Toutefois, je suis fier  du chemin parcouru et je m'accroche encore à toutes mes convictions acquises, parce qu'elles m'ont permis de vivre intensément et me donnent la force pour affronter le futur quel qu'il soit. J'aimerais bien, comme l'enseignent bien des bouquins  que  j'ai lus, contrôler mon corps, chasser la maladie, la douleur, commander le  sommeil qui ne vient pas. Le plus souvent le corps s'entête et agit selon des mécanismes psychosomatiques bien ancrés dans notre nature depuis des millénaires. Cependant, je  retiens que malgré toutes nos afflictions, l'esprit peut demeurer le maître incontesté de notre demeure sacré. Voici un petit extrait de mes états d'âme lors d'une épisode difficile.
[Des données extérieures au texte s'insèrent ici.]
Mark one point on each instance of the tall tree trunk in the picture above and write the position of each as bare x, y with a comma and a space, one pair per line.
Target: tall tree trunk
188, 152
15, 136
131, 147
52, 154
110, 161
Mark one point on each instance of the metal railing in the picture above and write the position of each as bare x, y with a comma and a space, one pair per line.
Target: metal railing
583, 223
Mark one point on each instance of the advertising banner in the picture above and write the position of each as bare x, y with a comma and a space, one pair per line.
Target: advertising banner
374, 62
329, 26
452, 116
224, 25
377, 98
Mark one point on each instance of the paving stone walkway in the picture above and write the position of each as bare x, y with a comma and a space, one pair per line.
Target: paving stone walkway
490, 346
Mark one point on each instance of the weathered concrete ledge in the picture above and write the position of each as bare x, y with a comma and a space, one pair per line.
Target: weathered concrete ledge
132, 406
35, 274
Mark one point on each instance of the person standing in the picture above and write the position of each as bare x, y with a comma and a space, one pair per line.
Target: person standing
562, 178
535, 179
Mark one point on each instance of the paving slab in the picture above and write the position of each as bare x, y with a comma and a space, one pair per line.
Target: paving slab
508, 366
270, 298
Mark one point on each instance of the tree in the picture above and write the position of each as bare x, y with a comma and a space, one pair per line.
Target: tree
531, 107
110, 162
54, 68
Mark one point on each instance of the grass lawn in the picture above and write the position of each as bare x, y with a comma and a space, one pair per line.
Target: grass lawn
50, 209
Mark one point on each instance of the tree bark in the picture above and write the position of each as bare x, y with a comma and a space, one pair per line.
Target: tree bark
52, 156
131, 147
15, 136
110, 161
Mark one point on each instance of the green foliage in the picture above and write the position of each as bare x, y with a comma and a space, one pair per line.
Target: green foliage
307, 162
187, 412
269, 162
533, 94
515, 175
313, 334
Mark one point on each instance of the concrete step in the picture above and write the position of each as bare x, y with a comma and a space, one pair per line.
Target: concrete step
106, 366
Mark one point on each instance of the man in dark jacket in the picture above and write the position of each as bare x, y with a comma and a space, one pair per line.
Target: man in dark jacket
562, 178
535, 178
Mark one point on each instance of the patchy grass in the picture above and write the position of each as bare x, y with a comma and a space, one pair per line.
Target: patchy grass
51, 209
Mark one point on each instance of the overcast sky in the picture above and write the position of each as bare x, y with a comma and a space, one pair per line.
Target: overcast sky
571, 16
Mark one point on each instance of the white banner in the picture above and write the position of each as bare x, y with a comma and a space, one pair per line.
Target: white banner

Même avec l'imaginaire des pensées,
De rêves de randonnées, de liberté,
Quand la douleur demeure envahissante,
Que reste-t-il à ce corps de souffrance,
Si non, son âme immortelle
Qui pourrait apaiser dans la compassion,
L'angoisse et le désespoir d'une issue.
Comment gravir cette échelle de la vitalité,
Quand l'esprit  tarde à se libérer des plaintes
De celui qui prétend être l'hôte,
Alors qu'il n'est qu'un visiteur passager.
Quand mon  esprit  prendra place sur son siège,
Défiant la fragilité de la chair et des os,
Alors la maladie se fera docile et soumise,
Car elle n'est qu'une condition de l'existence humaine.

Voilà un beau rêve, une noble aspiration de mon esprit. Je crois que c'est une quête possible, parce que j'ai côtoyé des êtres superbes, qui en toute sérénité  témoignent, malgré leur situation pénible, d'un goût  de vivre, d'une attention à leurs proches  et à toutes les beaux moments de leur quotidien.

Aujourd'hui, je voudrais vous inviter à être bien à l'aise pour exprimer votre état d'âme lorsque ça ne va pas,  mais surtout pour être  également à  l'écoute des autres  lorsqu'ils  expriment par leurs paroles ou leur physionomie, leurs maux ou leur mal de vivre. Après l'écoute, un message d'amour et d'espoir est le plus beau cadeau que vous puissiez offrir. Et même  lorsqu'arrive la fin d'un  parent , d'un ami, les rapprochements affectueux et les confidences intimes sont des moments sublimes et inoubliables.

Finalement, la mort, malgré les douleurs de la séparation, demeure  toujours une belle issue pour la personne qui s'en va, parce qu'elle est l'annonce d'une paix et d'une vie nouvelle quand on a acquis cette foi.